I Personally don't feel July is long enough off and I certainly won't be going. People trying to play this down and say it's not such a bad virus clearly haven't experienced SDAV - it's absolutely horrible. Took one of my rats in literally a day and a half. I'm luck that I took action quickly and thats all I lost. Even if I hadn't lost any I wouldn't have wished this on my worst enemy. It turned my big squishy girl into this -









She's not an old rat, although from a pet shop originally and the skin was hanging off of her. Luckily she pulled through, but it was touch and go. I had 2 others who were ill, but not quite as serious, and all the rest bar 2 young babies had sniffles/spikey fur. My throughts are with those who have this in threir homes, i know what you're goimng through.


----------



## KathyM (Jan 17, 2009)

Thanks for posting that Stacey - I know Lisa also has very distressing photos of Sebastian when he was suffering still (RIP Seb  ). I think any sensible person reading this thread will steer well clear of any shows til the autumn.


----------



## MistressSadako (Jan 17, 2009)

I can just about look at that pic now, since she's put quite a lot of weight back on again since she's gone back to her old eating habits (eating everything in sight). I had her lying on my neck gasping for breath, believing that every second was going to be her last. I barely slept for a week, getting up every couple of hours to make sure everyone was still alive. PLEASE take this seriously people, a show isn't as important as all those little lives.


----------



## KathyM (Jan 17, 2009)

Quoted from chairperson of Mad Ratters (Cath Eames of Kabbas Rats):



> The date change is currently under discussion by the committee. We certainly haven't yet agreed on the date so I don't know where that information on the reptile forum came from, it certainly wasn't from us.


Seems someone's been having us on again. Here's hoping that they decide to postpone for a lot longer. :2thumb:


----------



## LisaLQ (Jan 29, 2009)

If people can learn from this, or if it clears up any confusion, here's pics of Sebastian shortly before he died.

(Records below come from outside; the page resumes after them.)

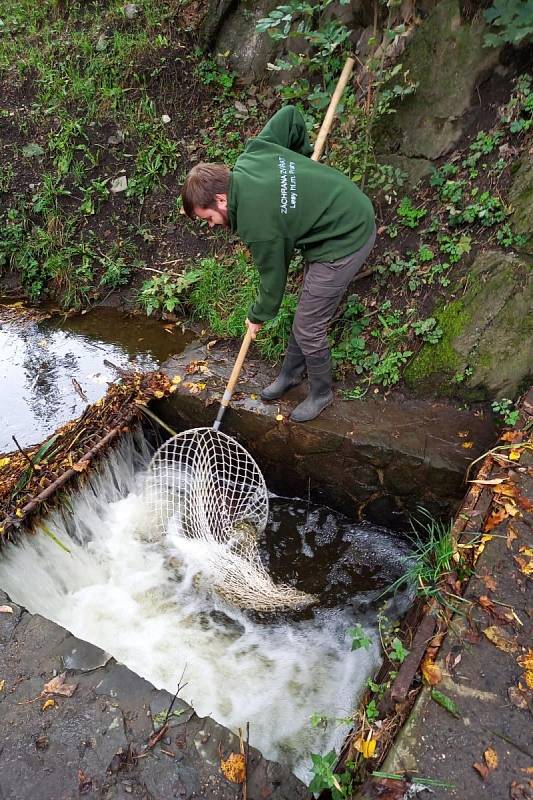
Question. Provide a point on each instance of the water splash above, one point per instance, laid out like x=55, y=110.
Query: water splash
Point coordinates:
x=140, y=600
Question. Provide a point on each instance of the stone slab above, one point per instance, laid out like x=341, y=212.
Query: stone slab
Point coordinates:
x=94, y=743
x=378, y=457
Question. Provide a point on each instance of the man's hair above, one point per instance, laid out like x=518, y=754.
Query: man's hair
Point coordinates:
x=203, y=182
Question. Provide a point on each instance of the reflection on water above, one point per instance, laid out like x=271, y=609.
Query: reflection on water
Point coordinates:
x=50, y=371
x=139, y=600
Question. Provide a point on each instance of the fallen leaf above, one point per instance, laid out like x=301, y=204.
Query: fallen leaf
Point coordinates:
x=521, y=791
x=234, y=767
x=511, y=535
x=491, y=758
x=431, y=672
x=489, y=582
x=58, y=686
x=495, y=518
x=81, y=466
x=482, y=769
x=526, y=661
x=511, y=436
x=525, y=503
x=525, y=566
x=506, y=489
x=486, y=603
x=511, y=509
x=367, y=747
x=499, y=638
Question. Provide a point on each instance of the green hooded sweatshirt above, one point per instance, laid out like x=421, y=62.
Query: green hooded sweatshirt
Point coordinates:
x=279, y=199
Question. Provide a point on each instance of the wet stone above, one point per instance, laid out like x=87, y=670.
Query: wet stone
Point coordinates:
x=83, y=656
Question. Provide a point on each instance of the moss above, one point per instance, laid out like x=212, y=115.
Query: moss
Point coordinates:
x=441, y=357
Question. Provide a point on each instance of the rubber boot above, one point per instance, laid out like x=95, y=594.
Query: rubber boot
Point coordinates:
x=320, y=394
x=291, y=374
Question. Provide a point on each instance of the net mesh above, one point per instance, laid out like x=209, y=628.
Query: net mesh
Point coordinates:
x=204, y=486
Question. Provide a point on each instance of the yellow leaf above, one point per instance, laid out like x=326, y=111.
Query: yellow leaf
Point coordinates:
x=234, y=767
x=526, y=661
x=431, y=672
x=58, y=686
x=497, y=636
x=491, y=758
x=81, y=466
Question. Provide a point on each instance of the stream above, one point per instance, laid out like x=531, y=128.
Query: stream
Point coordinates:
x=93, y=568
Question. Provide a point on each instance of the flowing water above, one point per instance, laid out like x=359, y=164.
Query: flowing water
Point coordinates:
x=138, y=600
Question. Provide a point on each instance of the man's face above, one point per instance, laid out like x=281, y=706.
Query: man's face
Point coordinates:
x=215, y=216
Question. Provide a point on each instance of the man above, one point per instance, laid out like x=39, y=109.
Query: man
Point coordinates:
x=277, y=199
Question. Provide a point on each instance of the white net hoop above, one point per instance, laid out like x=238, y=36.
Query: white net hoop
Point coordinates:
x=204, y=486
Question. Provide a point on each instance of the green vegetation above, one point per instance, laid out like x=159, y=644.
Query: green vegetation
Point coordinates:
x=513, y=20
x=433, y=558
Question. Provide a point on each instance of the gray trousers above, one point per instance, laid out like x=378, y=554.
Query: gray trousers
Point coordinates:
x=325, y=283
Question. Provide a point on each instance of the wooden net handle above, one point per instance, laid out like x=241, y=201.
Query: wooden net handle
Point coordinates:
x=330, y=113
x=317, y=152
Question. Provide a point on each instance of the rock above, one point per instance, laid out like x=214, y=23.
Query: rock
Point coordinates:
x=448, y=60
x=378, y=458
x=521, y=202
x=249, y=50
x=131, y=10
x=485, y=352
x=119, y=184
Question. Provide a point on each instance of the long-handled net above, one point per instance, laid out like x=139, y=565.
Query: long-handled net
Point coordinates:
x=204, y=486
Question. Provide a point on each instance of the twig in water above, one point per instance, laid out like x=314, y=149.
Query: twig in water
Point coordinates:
x=26, y=456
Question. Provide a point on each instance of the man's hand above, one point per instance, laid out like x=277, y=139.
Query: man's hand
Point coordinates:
x=254, y=327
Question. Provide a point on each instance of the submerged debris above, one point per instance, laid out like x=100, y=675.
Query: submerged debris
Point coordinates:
x=30, y=477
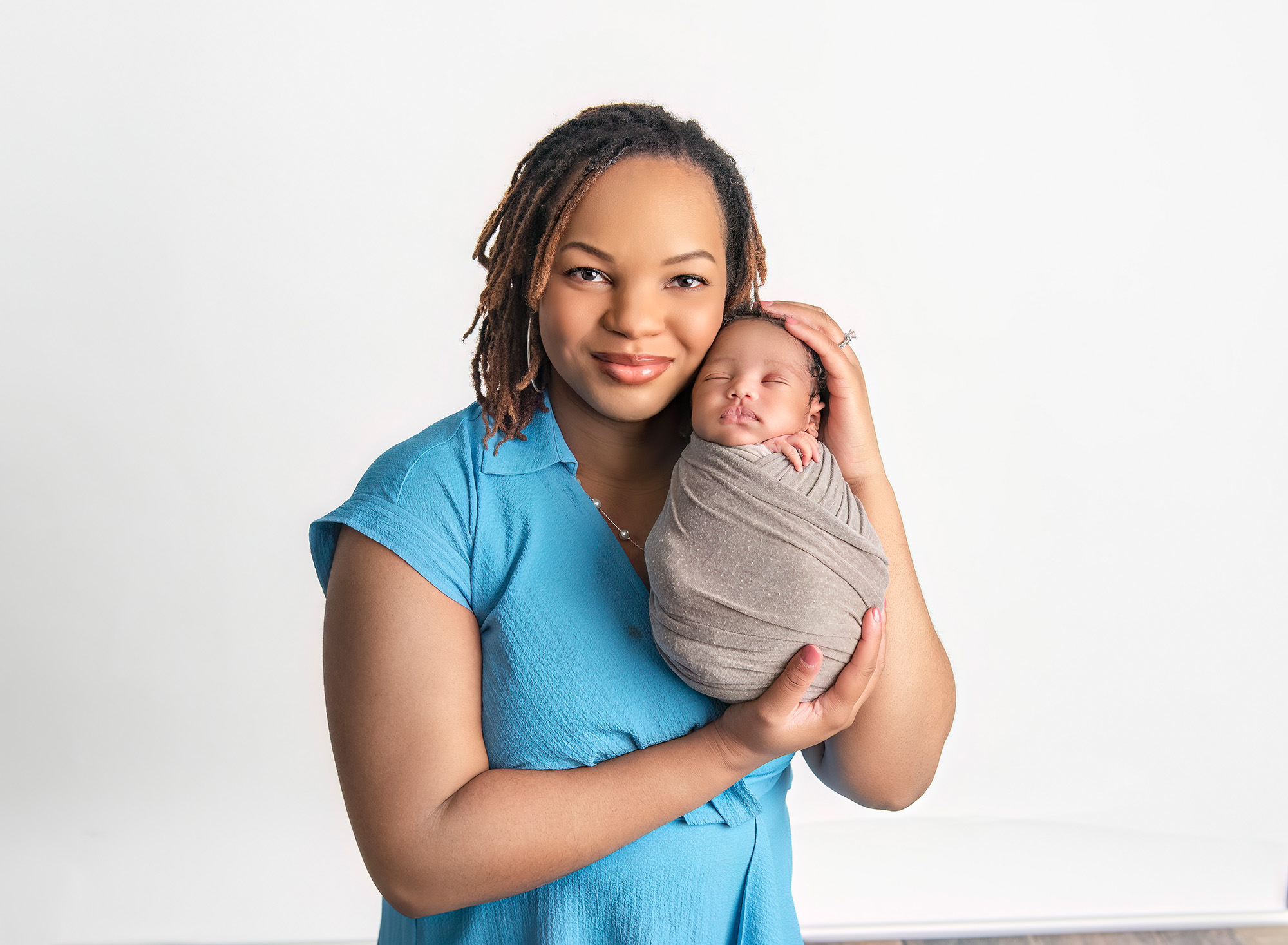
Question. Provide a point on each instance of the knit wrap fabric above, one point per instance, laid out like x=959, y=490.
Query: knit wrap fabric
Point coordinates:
x=752, y=560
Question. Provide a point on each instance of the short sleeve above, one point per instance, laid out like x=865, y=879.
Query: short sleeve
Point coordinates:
x=417, y=500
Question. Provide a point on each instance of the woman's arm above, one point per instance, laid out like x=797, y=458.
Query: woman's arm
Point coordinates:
x=888, y=758
x=439, y=828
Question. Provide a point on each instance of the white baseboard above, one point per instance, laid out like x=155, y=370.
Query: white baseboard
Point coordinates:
x=1046, y=926
x=967, y=877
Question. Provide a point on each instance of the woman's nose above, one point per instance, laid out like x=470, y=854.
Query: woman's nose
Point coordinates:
x=636, y=314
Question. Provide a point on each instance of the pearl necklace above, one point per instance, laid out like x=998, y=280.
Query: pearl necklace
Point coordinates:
x=621, y=532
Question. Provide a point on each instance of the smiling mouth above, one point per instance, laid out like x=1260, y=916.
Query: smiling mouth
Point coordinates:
x=632, y=368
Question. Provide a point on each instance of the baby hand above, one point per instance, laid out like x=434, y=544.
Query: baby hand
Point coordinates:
x=799, y=447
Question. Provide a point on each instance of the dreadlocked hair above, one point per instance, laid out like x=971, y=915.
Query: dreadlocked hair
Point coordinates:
x=753, y=310
x=521, y=238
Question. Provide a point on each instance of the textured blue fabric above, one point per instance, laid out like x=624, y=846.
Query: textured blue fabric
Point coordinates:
x=571, y=678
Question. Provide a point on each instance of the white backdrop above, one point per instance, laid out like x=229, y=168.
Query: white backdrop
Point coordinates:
x=235, y=267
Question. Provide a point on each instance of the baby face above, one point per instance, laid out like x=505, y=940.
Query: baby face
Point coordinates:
x=754, y=385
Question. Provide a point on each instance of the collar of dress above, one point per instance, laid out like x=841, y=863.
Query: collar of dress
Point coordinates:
x=544, y=447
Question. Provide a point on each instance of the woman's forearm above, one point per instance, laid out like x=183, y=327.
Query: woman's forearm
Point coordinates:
x=888, y=758
x=511, y=831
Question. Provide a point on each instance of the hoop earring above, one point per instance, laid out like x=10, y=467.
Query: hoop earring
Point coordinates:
x=534, y=381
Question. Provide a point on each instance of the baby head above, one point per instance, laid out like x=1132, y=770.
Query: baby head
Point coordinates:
x=757, y=383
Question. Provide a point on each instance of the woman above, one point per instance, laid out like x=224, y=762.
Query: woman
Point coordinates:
x=517, y=760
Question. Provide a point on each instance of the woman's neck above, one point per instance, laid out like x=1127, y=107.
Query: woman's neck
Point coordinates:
x=614, y=455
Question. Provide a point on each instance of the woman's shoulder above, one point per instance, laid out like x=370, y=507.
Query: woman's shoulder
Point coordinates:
x=445, y=452
x=418, y=500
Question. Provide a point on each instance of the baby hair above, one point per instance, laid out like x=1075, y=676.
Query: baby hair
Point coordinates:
x=753, y=310
x=522, y=236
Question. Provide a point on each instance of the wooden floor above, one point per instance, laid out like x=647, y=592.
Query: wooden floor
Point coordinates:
x=1277, y=935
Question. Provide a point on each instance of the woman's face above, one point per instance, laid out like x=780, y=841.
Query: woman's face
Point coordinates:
x=638, y=286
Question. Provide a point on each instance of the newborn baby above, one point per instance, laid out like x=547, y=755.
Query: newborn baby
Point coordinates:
x=762, y=546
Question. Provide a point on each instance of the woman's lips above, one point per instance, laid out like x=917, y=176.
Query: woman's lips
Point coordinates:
x=632, y=368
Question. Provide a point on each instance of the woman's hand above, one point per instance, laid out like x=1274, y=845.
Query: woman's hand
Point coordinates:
x=848, y=429
x=779, y=723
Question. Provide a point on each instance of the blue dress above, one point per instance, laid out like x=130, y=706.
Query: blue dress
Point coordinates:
x=570, y=678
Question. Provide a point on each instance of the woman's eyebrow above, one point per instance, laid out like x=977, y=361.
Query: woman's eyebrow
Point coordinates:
x=685, y=256
x=588, y=247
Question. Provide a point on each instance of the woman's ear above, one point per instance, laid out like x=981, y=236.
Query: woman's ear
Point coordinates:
x=816, y=411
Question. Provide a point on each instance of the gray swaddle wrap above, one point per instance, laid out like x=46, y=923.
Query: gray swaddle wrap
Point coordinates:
x=752, y=560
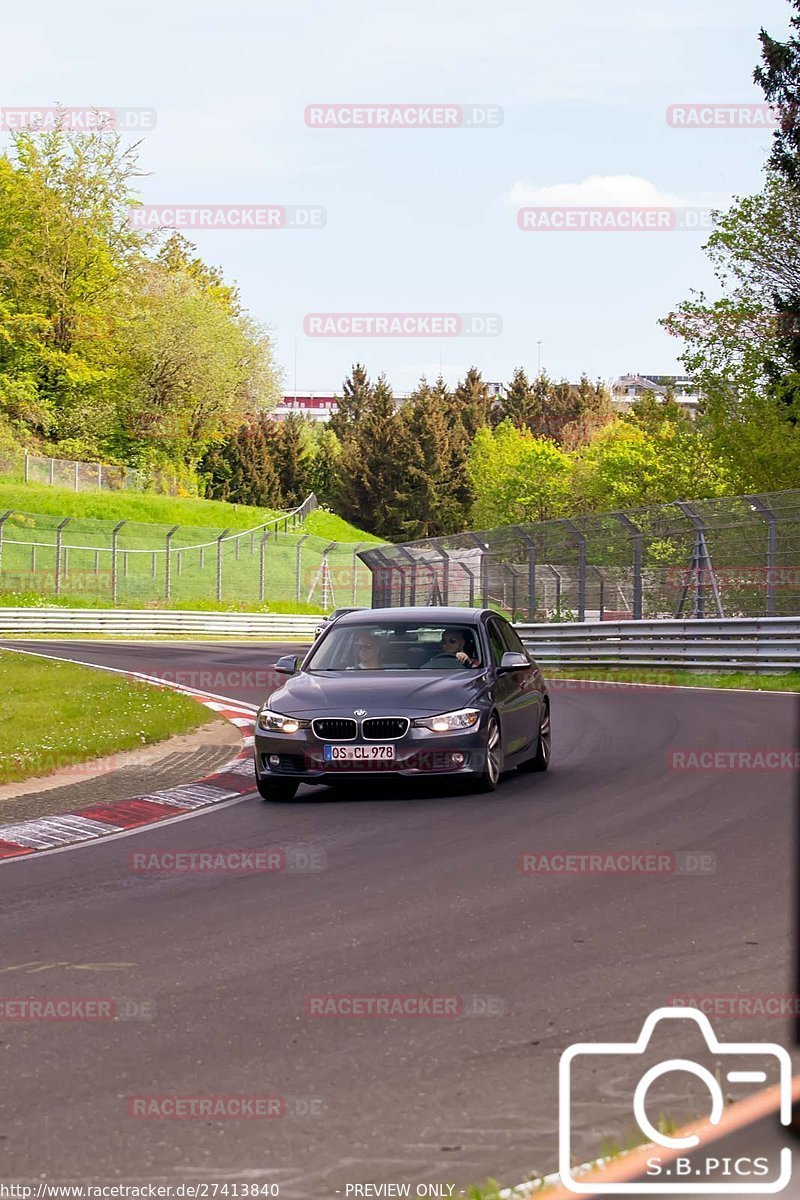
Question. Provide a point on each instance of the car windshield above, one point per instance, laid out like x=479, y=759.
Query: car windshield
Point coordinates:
x=386, y=646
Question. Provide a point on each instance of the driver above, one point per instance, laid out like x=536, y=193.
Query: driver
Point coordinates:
x=452, y=646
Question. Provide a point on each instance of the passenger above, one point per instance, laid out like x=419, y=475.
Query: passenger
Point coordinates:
x=368, y=652
x=453, y=646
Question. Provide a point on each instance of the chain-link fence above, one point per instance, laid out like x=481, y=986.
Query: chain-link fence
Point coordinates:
x=735, y=557
x=96, y=477
x=133, y=563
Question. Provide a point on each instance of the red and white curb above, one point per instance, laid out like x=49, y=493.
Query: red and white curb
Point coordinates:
x=235, y=779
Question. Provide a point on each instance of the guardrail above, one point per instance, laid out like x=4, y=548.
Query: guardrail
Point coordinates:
x=149, y=622
x=765, y=643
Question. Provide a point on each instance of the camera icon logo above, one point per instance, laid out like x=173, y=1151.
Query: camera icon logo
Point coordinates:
x=675, y=1179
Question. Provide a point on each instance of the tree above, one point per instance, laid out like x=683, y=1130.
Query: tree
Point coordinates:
x=325, y=454
x=292, y=453
x=373, y=489
x=517, y=477
x=632, y=465
x=519, y=405
x=242, y=471
x=471, y=403
x=350, y=406
x=780, y=79
x=434, y=484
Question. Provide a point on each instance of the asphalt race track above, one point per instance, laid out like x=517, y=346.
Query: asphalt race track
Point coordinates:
x=421, y=894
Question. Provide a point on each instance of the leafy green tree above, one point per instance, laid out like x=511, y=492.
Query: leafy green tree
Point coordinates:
x=517, y=477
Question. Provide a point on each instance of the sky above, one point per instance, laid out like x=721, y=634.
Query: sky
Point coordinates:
x=426, y=220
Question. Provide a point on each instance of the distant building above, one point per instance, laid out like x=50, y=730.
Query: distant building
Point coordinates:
x=631, y=387
x=319, y=406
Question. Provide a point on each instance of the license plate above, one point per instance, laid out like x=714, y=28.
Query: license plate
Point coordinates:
x=360, y=754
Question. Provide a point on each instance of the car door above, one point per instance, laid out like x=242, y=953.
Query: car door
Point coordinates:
x=528, y=694
x=507, y=695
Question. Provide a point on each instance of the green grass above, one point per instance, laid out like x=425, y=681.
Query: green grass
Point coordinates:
x=60, y=714
x=292, y=559
x=140, y=507
x=335, y=528
x=787, y=681
x=41, y=600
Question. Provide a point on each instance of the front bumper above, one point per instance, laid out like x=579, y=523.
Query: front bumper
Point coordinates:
x=417, y=753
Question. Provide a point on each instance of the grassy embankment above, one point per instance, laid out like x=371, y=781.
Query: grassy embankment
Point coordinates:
x=47, y=723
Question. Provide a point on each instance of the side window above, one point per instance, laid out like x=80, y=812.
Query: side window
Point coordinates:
x=495, y=643
x=511, y=639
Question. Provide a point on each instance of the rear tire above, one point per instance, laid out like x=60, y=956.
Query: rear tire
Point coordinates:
x=276, y=789
x=541, y=760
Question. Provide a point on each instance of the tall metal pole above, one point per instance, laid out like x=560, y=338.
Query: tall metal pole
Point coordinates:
x=168, y=565
x=59, y=533
x=115, y=532
x=637, y=540
x=771, y=550
x=223, y=534
x=2, y=521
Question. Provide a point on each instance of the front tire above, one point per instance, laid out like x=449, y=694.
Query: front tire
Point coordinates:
x=541, y=760
x=489, y=775
x=276, y=789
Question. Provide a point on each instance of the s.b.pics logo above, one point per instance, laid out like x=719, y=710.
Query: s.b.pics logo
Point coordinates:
x=678, y=1162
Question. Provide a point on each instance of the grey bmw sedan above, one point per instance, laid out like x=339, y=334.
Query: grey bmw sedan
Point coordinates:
x=409, y=693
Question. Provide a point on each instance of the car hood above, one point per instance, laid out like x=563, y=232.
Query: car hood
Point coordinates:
x=382, y=693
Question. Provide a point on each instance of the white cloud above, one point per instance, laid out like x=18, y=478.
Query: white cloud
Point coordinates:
x=597, y=190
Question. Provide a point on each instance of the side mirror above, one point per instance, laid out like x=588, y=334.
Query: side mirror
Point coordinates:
x=512, y=660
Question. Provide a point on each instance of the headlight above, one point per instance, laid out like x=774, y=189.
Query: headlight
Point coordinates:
x=445, y=723
x=276, y=723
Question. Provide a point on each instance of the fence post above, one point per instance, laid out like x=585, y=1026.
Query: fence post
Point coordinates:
x=2, y=521
x=771, y=549
x=223, y=534
x=558, y=588
x=530, y=545
x=296, y=565
x=701, y=564
x=115, y=532
x=355, y=568
x=637, y=539
x=581, y=539
x=59, y=532
x=260, y=568
x=168, y=571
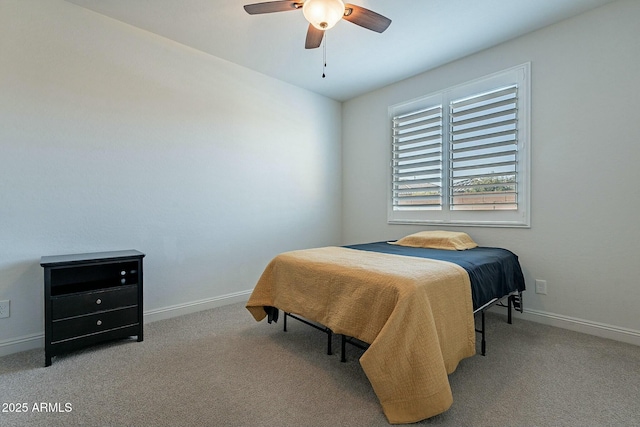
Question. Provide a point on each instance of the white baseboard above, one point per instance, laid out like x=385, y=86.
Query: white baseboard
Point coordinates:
x=195, y=306
x=30, y=342
x=16, y=345
x=584, y=326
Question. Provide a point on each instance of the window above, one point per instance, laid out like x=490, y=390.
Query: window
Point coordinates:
x=460, y=156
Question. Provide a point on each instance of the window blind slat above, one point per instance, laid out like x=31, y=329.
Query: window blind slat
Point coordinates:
x=483, y=151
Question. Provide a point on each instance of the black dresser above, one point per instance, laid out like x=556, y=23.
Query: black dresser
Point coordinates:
x=91, y=298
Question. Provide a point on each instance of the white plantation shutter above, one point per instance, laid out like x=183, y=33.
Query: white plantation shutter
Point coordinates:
x=417, y=160
x=461, y=156
x=484, y=150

*Warning* - not pleasant - please do not look if easily upset, pics were taken after I bathed his face to clear off the crusts of porph, as you can see it's already coming back somewhat (it was very much more severe before he was bathed). The kitchen roll around him was to soak up the fluids he was too weak to swallow. You can see the swelling on his cheeks. I thought I'd got a picture of his full body but I didnt, if you had seen it you would see that he was painfully thin, fluffed up, hunched and virtually paralysed he was so weak.

http://i11.photobucket.com/albums/a200/ratastrophe/2009 rats/040609sebastian1.jpg

http://i11.photobucket.com/albums/a200/ratastrophe/2009 rats/040609sebastian.jpg

If the mods think this is inappropriate, feel free to remove them.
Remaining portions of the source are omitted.